Rikki’s body was found in a wooded area off Eye Road, close to Willoughby Court, the following day – five minutes’ walk from his home in the Welland Estate. Rikki’s uniform was found dumped in a nearby bin.
A post mortem examination concluded that Rikki had died as a result of compression of the neck, or strangulation.
Rikki’s mother, Ruth, was initially accused of his murder, but she was later cleared of the killing and instead found guilty of child neglect and cruelty, and jailed for seven years.
In 2014, police looked again at the cold case and began re-investigating in 2015.

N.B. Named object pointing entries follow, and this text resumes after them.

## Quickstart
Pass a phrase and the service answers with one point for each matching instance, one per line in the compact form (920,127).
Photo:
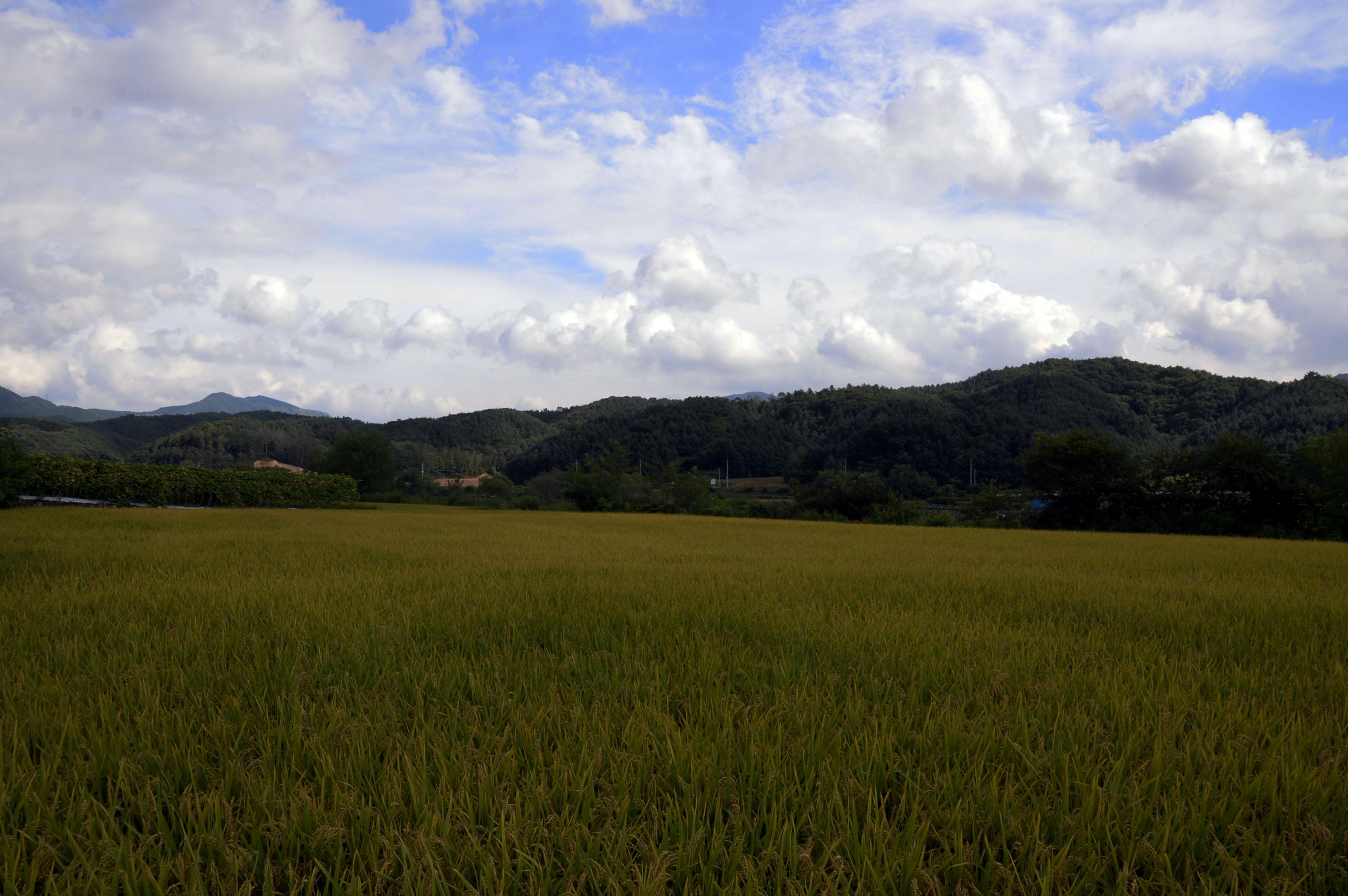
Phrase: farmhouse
(470,482)
(266,464)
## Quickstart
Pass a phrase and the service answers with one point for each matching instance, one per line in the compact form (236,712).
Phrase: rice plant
(445,701)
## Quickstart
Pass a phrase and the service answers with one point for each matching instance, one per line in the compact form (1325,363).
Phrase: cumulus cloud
(1226,325)
(431,328)
(610,13)
(684,273)
(660,316)
(929,262)
(1138,96)
(861,344)
(155,163)
(807,294)
(457,96)
(269,301)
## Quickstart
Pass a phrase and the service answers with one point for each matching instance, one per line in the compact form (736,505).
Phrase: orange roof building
(277,465)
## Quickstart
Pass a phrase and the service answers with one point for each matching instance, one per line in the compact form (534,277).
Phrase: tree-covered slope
(17,406)
(917,437)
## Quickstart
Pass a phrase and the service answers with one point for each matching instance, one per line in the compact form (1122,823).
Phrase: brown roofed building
(462,482)
(277,465)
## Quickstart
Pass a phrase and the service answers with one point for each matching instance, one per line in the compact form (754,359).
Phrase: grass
(431,700)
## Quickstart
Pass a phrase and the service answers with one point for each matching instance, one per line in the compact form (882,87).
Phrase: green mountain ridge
(15,406)
(918,438)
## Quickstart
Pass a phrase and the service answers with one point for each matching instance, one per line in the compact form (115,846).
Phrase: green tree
(856,498)
(1249,488)
(498,487)
(1089,480)
(598,483)
(994,504)
(366,456)
(14,468)
(1326,464)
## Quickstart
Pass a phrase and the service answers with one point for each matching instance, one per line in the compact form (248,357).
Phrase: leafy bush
(188,485)
(366,456)
(14,468)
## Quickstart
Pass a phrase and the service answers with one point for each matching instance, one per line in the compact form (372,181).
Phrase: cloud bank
(271,197)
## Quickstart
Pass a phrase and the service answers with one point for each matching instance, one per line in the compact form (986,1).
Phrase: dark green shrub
(185,485)
(14,468)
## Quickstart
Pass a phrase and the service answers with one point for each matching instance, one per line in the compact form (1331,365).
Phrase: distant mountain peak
(227,403)
(17,406)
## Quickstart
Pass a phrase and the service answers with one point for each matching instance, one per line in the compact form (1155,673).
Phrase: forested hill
(920,438)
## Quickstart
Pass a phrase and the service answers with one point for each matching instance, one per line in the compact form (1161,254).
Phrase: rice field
(447,701)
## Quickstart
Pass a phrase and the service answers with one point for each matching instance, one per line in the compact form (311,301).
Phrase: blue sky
(389,209)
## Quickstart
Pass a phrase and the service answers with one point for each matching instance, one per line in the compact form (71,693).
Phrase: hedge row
(185,485)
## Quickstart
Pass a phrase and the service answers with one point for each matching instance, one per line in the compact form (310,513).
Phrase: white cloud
(1225,325)
(861,344)
(611,13)
(432,328)
(269,301)
(457,96)
(807,294)
(682,271)
(147,163)
(1141,95)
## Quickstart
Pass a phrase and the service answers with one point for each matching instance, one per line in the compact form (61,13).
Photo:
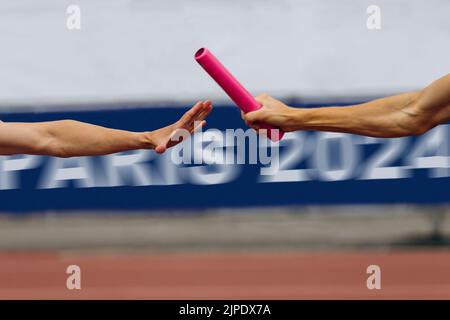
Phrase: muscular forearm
(396,116)
(68,138)
(387,117)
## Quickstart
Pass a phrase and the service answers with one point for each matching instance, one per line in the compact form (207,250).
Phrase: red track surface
(324,275)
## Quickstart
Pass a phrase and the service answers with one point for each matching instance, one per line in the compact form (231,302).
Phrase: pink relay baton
(243,99)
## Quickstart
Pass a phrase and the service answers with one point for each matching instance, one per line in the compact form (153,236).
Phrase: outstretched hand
(191,121)
(272,112)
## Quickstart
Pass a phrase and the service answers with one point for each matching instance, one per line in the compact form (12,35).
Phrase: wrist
(145,140)
(296,118)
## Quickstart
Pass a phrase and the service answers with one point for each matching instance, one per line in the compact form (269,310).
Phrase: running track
(296,275)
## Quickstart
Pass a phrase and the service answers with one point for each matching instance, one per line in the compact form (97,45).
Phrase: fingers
(262,98)
(197,113)
(160,149)
(199,126)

Assistant chief constable Paul Fullwood, who led the high profile investigation, said: “The cold case review into Rikki’s murder was undertaken by the Bedfordshire, Cambridgeshire and Hertfordshire Major Crime Unit in 2014.
“We began re-investigating the case in 2015 and following extensive investigative work, we have now been authorised by the Crown Prosecution Service to charge James Watson in connection with his death.”
Chief Crown Prosecutor Chris Long, said: “Following the death of Rikki Neave in Peterborough in November 1994, the Crown Prosecution Service has today authorised Cambridgeshire Constabulary to charge James Watson, 38, with murder. He was 13 at the time of the murder.
“Rikki Neave’s family have been informed.
“The decision was made following careful consideration of all the evidence presented to us by Cambridgeshire Constabulary as a result of their cold case review and subsequent lengthy and complex investigation.
“Criminal proceedings against Mr Watson are now active and he has a right to a fair trial. It is extremely important that there should be no reporting, commentary or sharing of information online which could in any way prejudice these proceedings.”